Wherever God erects a house of pray’r,
The devil always builds a chapel there:
And ’twill be found upon examination,
The latter has the largest congregation.
After passing a general censure on the surrounding nations, Italy, Germany, France, &c. he then takes a view of England, which he charges with the black crime of ingratitude. He enumerates the several nations from whence we are derived, Gauls, Saxons, Danes, Irish, Scots, &c. and says,
From this amphibious ill-born mob began
That vain ill-natur’d thing,
an Englishman.
This satire, written in a rough unpolished manner, without art, or regular plan, contains some very bold and masculine strokes against the ridiculous vanity of valuing ourselves upon descent and pedigree.

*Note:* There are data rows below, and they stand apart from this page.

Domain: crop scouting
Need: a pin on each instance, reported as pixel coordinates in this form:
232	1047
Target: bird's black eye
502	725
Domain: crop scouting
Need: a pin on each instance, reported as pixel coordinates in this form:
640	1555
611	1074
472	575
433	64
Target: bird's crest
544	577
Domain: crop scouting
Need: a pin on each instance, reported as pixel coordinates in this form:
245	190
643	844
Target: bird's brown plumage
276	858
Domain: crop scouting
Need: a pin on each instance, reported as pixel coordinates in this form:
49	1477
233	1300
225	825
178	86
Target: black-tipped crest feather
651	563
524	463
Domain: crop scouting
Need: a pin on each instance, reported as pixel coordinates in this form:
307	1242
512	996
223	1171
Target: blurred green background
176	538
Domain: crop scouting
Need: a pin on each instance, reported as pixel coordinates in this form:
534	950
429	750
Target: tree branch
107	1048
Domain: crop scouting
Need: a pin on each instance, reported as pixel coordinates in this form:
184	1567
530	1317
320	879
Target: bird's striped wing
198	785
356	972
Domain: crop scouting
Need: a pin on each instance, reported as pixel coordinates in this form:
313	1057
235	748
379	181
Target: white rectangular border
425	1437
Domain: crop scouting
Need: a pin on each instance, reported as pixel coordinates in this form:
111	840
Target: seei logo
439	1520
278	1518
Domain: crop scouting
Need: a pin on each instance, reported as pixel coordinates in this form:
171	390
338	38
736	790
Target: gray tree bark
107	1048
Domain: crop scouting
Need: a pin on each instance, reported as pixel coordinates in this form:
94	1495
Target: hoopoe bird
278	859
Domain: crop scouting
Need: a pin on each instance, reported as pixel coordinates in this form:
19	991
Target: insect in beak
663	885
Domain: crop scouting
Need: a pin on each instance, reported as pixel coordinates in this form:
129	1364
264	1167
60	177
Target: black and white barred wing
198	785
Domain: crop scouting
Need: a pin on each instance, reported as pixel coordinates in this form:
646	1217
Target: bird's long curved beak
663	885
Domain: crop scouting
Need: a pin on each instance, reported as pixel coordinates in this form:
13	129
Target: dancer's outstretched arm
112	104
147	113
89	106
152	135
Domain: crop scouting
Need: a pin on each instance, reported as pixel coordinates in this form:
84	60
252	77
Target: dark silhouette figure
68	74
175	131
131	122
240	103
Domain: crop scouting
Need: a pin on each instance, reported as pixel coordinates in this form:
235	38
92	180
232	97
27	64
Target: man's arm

In the conclusion he has the following strong, and we fear too just, observation.
Could but our ancestors retrieve their
fate,
And see their offspring thus degenerate;
How we contend for birth, and names unknown,
And build on their past actions, not our
own;
They’d cancel records, and their
tombs deface,
And openly disown the vile degenerate
race:
For fame of families is all a cheat,
’Tis pers’nal virtue only
makes us great.
The next satire of any consequence which De Foe wrote, was entitled Reformation of Manners, in which some private characters are severely attacked. It is chiefly aimed at some persons, who being vested with authority to suppress vice, yet rendered themselves a disgrace to their country, encouraging wickedness by that very authority they have to suppress it.
Poetry was far from being the talent of De Foe. He wrote with more perspicuity and strength in prose, and he seems to have understood, as well as any man, the civil constitution of the kingdom, which indeed was his chief study.